Tuesday, August 10, 2010

How To Live, Part One: "Honor To Those Who In The Life They Lead Define And Guard A Thermopylae"

I fear that the poems in my ongoing "Life Explained" series are a bit on the gloomy side.  Fortunately, there is another group of short and to-the-point poems out there:  poems on How To Live.  But do not be alarmed!  We are not about to embark upon some sort of Panglossian self-help program.

However, over the centuries, poets have seen fit to offer us advice on how best to negotiate the perils that await us.  This advice is worth considering, especially in light of the oftentimes harrowing prospects offered up by our "Life Explained" poets.  Let's begin with C. P. Cavafy (1863-1933):


Honor to those who in the life they lead
define and guard a Thermopylae.
Never betraying what is right,
consistent and just in all they do
but showing pity also, and compassion;
generous when they are rich, and when they are poor,
still generous in small ways,
still helping as much as they can;
always speaking the truth,
yet without hating those who lie.

And even more honor is due to them
when they foresee (as many do foresee)
that in the end Ephialtis will make his appearance,
that the Medes will break through after all.

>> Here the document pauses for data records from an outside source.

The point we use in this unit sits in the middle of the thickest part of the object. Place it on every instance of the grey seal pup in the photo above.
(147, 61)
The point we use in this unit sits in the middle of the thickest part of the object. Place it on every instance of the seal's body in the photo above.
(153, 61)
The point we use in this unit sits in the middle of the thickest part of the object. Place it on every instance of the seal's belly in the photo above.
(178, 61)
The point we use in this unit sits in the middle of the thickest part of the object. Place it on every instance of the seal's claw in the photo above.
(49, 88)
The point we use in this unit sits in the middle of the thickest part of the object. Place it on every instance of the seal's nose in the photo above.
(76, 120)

C. P. Cavafy, Collected Poems (translated by Edmund Keeley and Philip Sherrard) (Princeton University Press 1992).

                Massimo d'Azeglio, "The Battle of Thermopylae" (1823)

Ephialtis (an alternate spelling is "Ephialtes") was the Greek traitor who showed the Persians (i.e., "the Medes") a path through the mountains that led to the rear of the Greek position at Thermopylae.  Herodotus writes:

Now, as the [Persian] King was in a great strait, and knew not how he should deal with the emergency, Ephialtes, the son of Eurydemus, a man of Malis, came to him and was admitted to a conference.  Stirred by the hope of receiving a rich reward at the King's hands, he had come to tell him of the pathway which led across the mountain to Thermopylae; by which disclosure he brought destruction on the band of Greeks who had there withstood the barbarians.  This Ephialtes afterwards, from fear of the Lacedaemonians, fled into Thessaly; and during his exile, in an assembly of the Amphictyons held at Pylae, a price was set upon his head by the Pylagorae.

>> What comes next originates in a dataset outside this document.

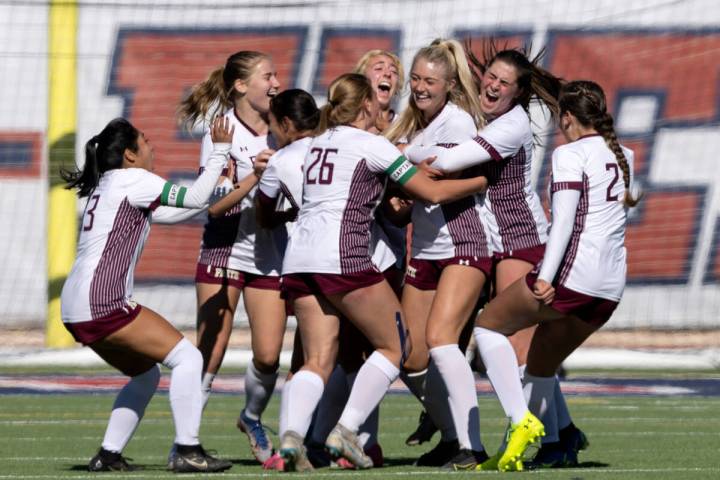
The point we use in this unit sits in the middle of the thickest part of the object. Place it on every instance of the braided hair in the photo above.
(586, 101)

Herodotus, The Histories, Book VII, Chapter 213 (translated by George Rawlinson) (1862).

                Jacques-Louis David, "Leonidas at Thermopylae" (1814)


Fred said...

The last stanza reminds me of something I read about the Norse tradition: the highest places in Valhalla are reserved for those who fight on and die, even though they know the battle is already lost.

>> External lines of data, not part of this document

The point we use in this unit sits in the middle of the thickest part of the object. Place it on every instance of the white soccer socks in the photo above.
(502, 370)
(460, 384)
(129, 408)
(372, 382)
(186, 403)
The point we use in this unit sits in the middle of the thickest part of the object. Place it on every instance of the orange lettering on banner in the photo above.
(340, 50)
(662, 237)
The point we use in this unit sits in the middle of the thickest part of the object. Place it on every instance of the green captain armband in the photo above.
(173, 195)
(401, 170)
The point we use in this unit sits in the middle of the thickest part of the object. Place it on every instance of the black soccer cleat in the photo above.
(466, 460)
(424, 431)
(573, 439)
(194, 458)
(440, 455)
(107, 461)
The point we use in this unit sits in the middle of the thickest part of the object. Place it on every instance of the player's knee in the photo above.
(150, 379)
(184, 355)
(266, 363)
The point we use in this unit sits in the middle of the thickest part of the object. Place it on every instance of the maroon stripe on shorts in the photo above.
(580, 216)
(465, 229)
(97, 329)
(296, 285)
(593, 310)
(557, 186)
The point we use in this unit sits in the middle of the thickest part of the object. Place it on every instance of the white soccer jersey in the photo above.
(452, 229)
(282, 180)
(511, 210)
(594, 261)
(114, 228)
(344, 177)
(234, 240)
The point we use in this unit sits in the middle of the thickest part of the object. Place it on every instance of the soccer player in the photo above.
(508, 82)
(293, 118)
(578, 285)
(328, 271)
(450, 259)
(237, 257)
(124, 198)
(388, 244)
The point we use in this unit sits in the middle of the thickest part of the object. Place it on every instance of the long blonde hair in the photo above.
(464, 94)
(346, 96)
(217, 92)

"And even more honor is due to them
when they foresee (as many do foresee)
that in the end Ephialtis will make his appearance,
that the Medes will break through after all."

Dwight said...

Thanks for the post. I was going to use that poem when I made it to a Book 7 discussion of The Histories. You beat me to the punch! (well, it doesn't help that I'm going so slow)

Another of Cavafy's poems I see echoed in Herodotus is "Waiting for the Barbarians", in part a lament on not pulling together until the threat is at the doorstep (if even then) and having the threat bring out the best in men. Herodotus seems to have an underlying theme of that lament.

Stephen Pentz said...

Fred: Thank you very much for visiting, and for your comment. I was unaware of the Norse tradition of which you speak (yet another large gap in my education), so I appreciate your pointing it out. It makes sense that the Spartans and the Vikings might think about these things in the same way, doesn't it?

Again, thank you.

Stephen Pentz said...

Dwight: Thank you for visiting and commenting again. Your series of posts on Herodotus is wonderful. I also enjoyed your discussion of Kapuscinski's "Travels with Herodotus": I have been meaning to read that book, and you have inspired me to pick up a copy.

I agree that "Waiting for the Barbarians" is another poem that has echoes of Herodotus. It has been a while since I've dived into Cavafy's poetry -- I wouldn't be surprised if there are other poems by him that explore this territory.

Thanks again, Dwight.

Fred said...


Yes, that does give them a psychological advantage if potential attackers know that surrender is unlikely and that their own fighters will die even if the battle has been decided.

Stephen Pentz said...

Fred: Yes, that would have an intimidating effect! Thanks for visiting again.